Tuesday was a long day. In the morning we were greeted by the news that Victoria would be Nil By Mouth, as they were hoping to get her into theatre to have a Central Line fitted. This would be a positive move as Victoria understandably hated having a cannula in both hands, and this would enable them to be removed. Better still, it would obviate the need to have blood taken from her arm, which quite frankly was a traumatic experience for her. However the caveat in this was the word "hoping". Throughout the day I would hear the doctors on the phone to the theatre, trying to negotiate a time for her to go down.
During this time we had an endless stream of professional carers arrive to look after various differing aspects of Victoria stay in hospital. We had the "play" person, the teacher, the dentist, and then the best one of all, the Nutritionist. On a day when Victoria can't eat or drink they send someone over to talk about food! You couldn't make it up.
I had decided to support her by fasting myself, and as the day wore on, I started to really feel the hunger, but kept my head down to support Victoria. At this point, we were in a room right behind the nurses station, and I overheard the nurse say "we've managed to get one of the children in to have their line fitted". I wondered if that was Victoria, or whether her fasting would be in vain. Time continued to tick past slowly and Victoria was getting really thirsty and you could see the frustration in her face. To make matters worse, she had to face yet another blood test, and at first was reluctant to cooperate with a doctor whose bed side manner was, to say the least, harsh. In the end, I had to hold my arm around the back of her neck, the palm of my hand on her face so I could turn it away from where the blood was being taken, and then gently put my weight over her so she couldn't move, effectively pinning her down. A nurse held her other hand. This made me feel dreadful. It was a really uncomfortable position to be in, and I was as relieved as her when it was done. At least this would be the last time she would have to give blood in this way, hopefully.
We lifted the mood by playing Guitar Hero, with me on Guitar and Victoria on drums. We played "Some Might Say". In my head I could hear: "Some might say, that we've been waiting hours, go and tell it to the man in theatre 2, some might say, that we should have the powers, to make the surgeons do what they must do, Some might say, we will find a brighter day..." One of the nurses came in and joined in on lead vocals, who said Oasis were over.
At around 5:30 we got the message that we were next to go. There was a baby that was ahead of us in the queue. I felt like we were an aircraft in a holding pattern over Heathrow.
At around 6:30 we were told to get ready, and shortly after we were off. As Victoria drifted off into a drug induced sleep, I headed off to the canteen... finally I could eat!!! However eating was a bit of disaster, I didn't like the Chicken Lasagne on offer, and I spilt vinegar over my cherry pie and custard.
Before she went into theatre, Victoria said that the one thing that she wanted more than anything to eat was an Aberdeen Angus burger from BK. So while she was under, and I was removing vinegar from my pudding, I googled the nearest BK, and a map of how to get there. When Victoria had recovered from the anaesthetic enough to want to food, I was duly dispatched, along with orders from the nursing staff to find my way through the murky streets of Leicester, late at night. Then a problem struck. I arrived at BK at 10:30, and it had shut at 10:00. There I was, in a strange city, alone, and helpless. As I wandered around aimlessly, I stumbled upon a Maccy D's. Brilliant, or so I thought. I rang through to the ward to get the revised orders, and Victoria was beside herself. She didn't want MD's, she wanted Aberdeen Angus or nothing. At this point, I felt so utterly useless, I'd been as helpless as a beached whale all day, and now, the one thing that I thought I could provide for my daughter had disappeared, along with any hope I had, like water down a drain. It took 15 minutes of persuasion to encourage Victoria to have a Maccy D's. I started the mile long walk back to the hospital, head hung down, 4 large meals and drinks weighing down on my arms just like this whole episode was weighing down on my conscience.

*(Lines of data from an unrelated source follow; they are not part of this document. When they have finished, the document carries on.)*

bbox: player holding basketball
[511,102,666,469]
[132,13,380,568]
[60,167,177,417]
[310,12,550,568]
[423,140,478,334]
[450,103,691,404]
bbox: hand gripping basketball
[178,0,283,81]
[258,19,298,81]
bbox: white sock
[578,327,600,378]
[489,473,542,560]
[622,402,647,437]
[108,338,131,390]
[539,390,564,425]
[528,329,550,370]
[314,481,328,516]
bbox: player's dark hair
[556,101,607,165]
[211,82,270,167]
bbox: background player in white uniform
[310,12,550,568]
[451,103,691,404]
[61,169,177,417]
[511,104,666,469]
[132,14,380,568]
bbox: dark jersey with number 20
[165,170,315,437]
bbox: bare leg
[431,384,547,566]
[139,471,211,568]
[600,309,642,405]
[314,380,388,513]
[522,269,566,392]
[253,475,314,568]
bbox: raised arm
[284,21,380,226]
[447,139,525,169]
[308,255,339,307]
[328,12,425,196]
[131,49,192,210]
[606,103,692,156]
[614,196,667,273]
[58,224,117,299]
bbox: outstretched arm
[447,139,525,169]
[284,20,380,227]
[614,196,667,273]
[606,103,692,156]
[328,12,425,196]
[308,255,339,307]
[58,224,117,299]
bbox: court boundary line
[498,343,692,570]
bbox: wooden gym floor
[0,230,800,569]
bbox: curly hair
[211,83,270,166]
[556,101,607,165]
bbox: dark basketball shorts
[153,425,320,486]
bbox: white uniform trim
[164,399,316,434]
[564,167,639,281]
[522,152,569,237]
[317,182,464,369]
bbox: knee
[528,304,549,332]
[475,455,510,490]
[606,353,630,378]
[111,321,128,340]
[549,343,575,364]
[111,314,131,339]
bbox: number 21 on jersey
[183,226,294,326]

Finally, I arrived back exhausted, mentally and physically drained, and at 11:30, we ate. Never, in the field of human burgers, had so much, tasted so good, to so few. So I finished the day by promising she could have her Angus Burger tomorrow. She settled in for the night, weary that she didn't want to cause any damage by pulling on the central line. After reassurance from the nurse, we both settled down to sleep.
The lateness of our meal meant we couldn't sleep. We sat up at 4 in the morning and discussed my disgust at some parents for the names they give their children. We laughed at John Thomas, Fanny Adams, and Jenny Taylor. I frowned on the Apples, Fifi Trixibell, and Peaches of this world. We smiled, and finally retired to sleep.